The meet replaces the long-running NYC Grand Prix in USATF's domestic schedule for 2026, after the Toyota USATF Outdoor Championships took the Randall's Island date in late July for the federation's first national championships in New York City since 1991. Texas A&M's E.B. Cushing Stadium, redeveloped in 2024 with a new Mondo surface, will host with a capacity of around 5,500. NBC will carry the meet live from 4 to 6pm Eastern, with the broadcast slotted between the Pittsburgh Marathon a month earlier and the Bowerman Mile at the Pre Classic in early July.
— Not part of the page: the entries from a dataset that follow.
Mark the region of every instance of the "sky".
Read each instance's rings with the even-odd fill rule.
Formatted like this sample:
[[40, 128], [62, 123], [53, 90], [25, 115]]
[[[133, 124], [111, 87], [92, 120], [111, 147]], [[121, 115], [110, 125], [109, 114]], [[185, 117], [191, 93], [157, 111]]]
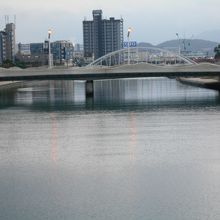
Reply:
[[[92, 10], [102, 9], [103, 17], [124, 19], [124, 32], [132, 28], [131, 40], [158, 44], [196, 37], [220, 30], [219, 0], [0, 0], [0, 29], [5, 15], [14, 21], [16, 41], [42, 42], [47, 30], [52, 41], [83, 43], [82, 21], [92, 20]], [[220, 36], [219, 36], [220, 42]]]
Hall arrives in College Station fresh from a low-key indoor block built around the 200m and is expected to make his outdoor 400m season debut at the meet. McRae, who set his world indoor mark of 44.27 in February, has not raced since and is treating the Lone Star date as the only outdoor tune-up before the USATF Championships. The undercard also features Aggie alumni Sam Whitmarsh in the 800m and Olympic pole vault silver medallist Jacob Wooten, both of whom announced their entries last week as Texas A&M leaned hard into the home-school marketing of the event.
USATF chief of athletics Renaldo Nehemiah described the Lone Star meet last week as "the foundation we needed to build the domestic side of the calendar around." The federation has paired it with a second gold-label stop, the LA Grand Prix at the new Allyson Felix Track on USC's campus on 13–14 June, with both meets sharing prize structure, broadcast partner and a unified athlete-services package. Texas A&M's bid included guarantees on athlete travel, training facilities and a multi-year hosting fee that USATF says is the largest non-championship rights deal in the federation's history.
For College Station, the economic projections — local officials are forecasting up to $1.7m in direct spend on a single Saturday — are the headline. For the sport, the more interesting line is the calendar: a Continental Tour Gold meet on US soil in a non-Olympic year typically pulls a fraction of the field a Diamond League fixture does, and USATF is betting that prize money plus a marquee Hall-vs-McRae rematch can change that. Tickets, which went on sale in late April, sold out general-admission lower-bowl seating within 48 hours.